Last Wednesday morning found me in the ER. Luckily, it wasn't for any of my children this time. It was for me. All me.
I've been having back pain off and on for a month or two and it finally came to a head last weekend. I think it was the combination of me running around all day Saturday and when I went to bed that night, I felt the beginnings of the siege that was taking place on my bones. And muscles. And joints.
I've been jokingly (although I realize it's not really funny) referring to this pain as my back cancer because I'm just the teeniest bit of a hypochondriac. Ok, not so teeny really. Whenever something hurts or spasms or doesn't work as it's supposed to, my mind immediately goes to CANCER! and I start writing letters to my children in my head for them to open on their wedding days.
I know, it's ridiculous.
So part of me was hesitant to head to the doctor because I was leery to find out just what kind of back cancer I had. But by Wednesday morning, after one of the more miserable nights I've ever had and which included me literally writhing in pain, I hobbled out of bed and called my insurance companies 24 hour nurse information line.
Yeah, about that? It. rocks. I just recently switched insurance companies and I could not be more tickled with the service I've received. It was so helpful to discuss my issues with a nurse before heading to the dreaded Urgent Care Center where I could spend a good portion of my life stuck in a waiting room only to be told I probably had back cancer and should head to the local ER.
The nurse on the line was so incredibly sweet, all grandmotherly and referring to me as "hon" and "sweetheart." She listened as I described my ailments and then calmly said "I want you to make arrangements for someone to take you to the ER. I'm worried about your kidneys."
Kidneys? And not back cancer? Hmm...
I made several pathetic phone calls, sobbing throughout each one as I made arrangements for my kids and called for a ride to the hospital. My sweet carpool friend arrived within minutes and scooped up my kids. My sister-in-law Jen pulled up almost immediately and helped me into her car. Knowing me like she does, she held my hand and told me everything would be ok.
I cried all the way there.
I cried all the way there.
I was lucky to be seen right away and after relaying everything to the nurses again, they decided on a urinalysis and an ultrasound of my kidneys. I had resolved myself to the fact that the next few days would be miserable as I passed those blasted kidney stones, but I felt immensely relieved to know what it was and that it was not, in fact, back cancer.
But my urinalysis was clear.

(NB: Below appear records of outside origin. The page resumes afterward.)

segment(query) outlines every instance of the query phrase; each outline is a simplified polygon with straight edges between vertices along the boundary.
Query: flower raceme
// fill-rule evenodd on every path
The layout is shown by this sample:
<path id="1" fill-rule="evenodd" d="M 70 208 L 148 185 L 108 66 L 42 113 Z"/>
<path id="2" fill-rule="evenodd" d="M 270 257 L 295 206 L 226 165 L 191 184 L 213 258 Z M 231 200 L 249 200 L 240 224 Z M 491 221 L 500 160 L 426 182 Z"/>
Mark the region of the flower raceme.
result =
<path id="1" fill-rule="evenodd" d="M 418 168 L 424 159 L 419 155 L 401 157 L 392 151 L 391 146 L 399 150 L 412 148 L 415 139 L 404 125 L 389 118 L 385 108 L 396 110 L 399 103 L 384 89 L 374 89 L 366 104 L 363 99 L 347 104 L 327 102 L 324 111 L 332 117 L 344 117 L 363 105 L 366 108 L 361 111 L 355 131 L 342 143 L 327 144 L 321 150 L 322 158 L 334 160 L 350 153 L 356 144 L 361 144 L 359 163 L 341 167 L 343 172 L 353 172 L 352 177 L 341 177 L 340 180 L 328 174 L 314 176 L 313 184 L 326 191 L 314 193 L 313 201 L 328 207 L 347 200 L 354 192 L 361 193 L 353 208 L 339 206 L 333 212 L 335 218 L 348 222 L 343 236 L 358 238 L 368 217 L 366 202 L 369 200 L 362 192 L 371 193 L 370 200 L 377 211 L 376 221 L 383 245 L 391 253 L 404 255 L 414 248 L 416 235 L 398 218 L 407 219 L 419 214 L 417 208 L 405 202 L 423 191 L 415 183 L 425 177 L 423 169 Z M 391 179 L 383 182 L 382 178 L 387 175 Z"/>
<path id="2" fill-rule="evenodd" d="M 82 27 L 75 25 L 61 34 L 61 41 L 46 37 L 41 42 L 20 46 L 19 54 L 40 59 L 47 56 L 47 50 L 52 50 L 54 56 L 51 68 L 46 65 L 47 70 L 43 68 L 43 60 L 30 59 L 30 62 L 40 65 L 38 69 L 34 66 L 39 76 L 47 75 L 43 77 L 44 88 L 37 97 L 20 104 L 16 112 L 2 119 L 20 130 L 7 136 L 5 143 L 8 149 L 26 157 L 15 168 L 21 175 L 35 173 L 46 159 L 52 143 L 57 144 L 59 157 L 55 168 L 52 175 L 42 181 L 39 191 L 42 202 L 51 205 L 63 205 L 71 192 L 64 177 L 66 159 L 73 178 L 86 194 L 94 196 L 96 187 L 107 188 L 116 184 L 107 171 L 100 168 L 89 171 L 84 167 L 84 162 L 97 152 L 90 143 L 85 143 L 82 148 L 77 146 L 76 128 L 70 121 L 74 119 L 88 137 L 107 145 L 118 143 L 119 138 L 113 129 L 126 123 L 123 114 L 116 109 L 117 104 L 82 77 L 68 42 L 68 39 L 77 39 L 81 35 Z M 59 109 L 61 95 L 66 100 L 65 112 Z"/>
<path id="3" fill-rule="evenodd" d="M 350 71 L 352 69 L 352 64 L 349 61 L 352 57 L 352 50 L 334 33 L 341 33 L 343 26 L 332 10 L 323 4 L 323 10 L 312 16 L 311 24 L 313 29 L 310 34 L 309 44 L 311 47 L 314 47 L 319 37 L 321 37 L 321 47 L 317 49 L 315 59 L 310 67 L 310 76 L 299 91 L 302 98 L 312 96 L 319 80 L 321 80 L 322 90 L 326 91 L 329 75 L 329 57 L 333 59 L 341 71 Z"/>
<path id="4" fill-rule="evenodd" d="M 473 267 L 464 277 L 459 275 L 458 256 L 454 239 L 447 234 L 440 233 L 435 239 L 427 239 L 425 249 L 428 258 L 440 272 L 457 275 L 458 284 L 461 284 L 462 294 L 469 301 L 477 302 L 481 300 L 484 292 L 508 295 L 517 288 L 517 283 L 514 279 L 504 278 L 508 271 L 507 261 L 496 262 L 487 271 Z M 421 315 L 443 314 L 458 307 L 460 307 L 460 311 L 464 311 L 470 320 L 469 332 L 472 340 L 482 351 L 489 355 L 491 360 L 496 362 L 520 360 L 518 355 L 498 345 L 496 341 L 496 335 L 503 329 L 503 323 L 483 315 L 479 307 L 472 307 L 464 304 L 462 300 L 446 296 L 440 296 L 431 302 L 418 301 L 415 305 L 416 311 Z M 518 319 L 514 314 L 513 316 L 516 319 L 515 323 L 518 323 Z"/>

And the ultrasound showed a beautifully functioning kidney, completely stone-free!
My doctor came strolling in, who, it must be said, was sort of a nob. "Your kidney's look fine so I guess I'll just send you home with some pain medicine. Oh, and a muscle relaxer. Call your regular doctor to find out what they want you to do next."
Because even though it's not my kidneys, and even though I'm pretty sure it's not back cancer, SOMETHING IS WRONG. See the writhing? The tears running down my face? Yeah, all is not well here Dr. Nob.
I was annoyed. Brad had arrived awhile earlier and calmly asked the doctor about other alternatives and if there was anything else they should test or look for. Dr. Nob told him it was probably a bulging disc or a pinched nerve and that I needed to see my regular doctor for follow up.
So we left. But not before I threw up the 2 Percocet they had given me on an empty stomach in the parking lot. Not my proudest moment.
And here I am. I've had some not-so-bad feeling days since then and some really-ouchy-and-whiny days as well. It's annoying, more than anything else because I have so much to do and hate having to rely on others for help. But the help I've received has been so appreciated and I'm anxious to meet with my real doctor who can tell me what to do next. In the meantime, I'll be thankful that at least for now, it's not back cancer.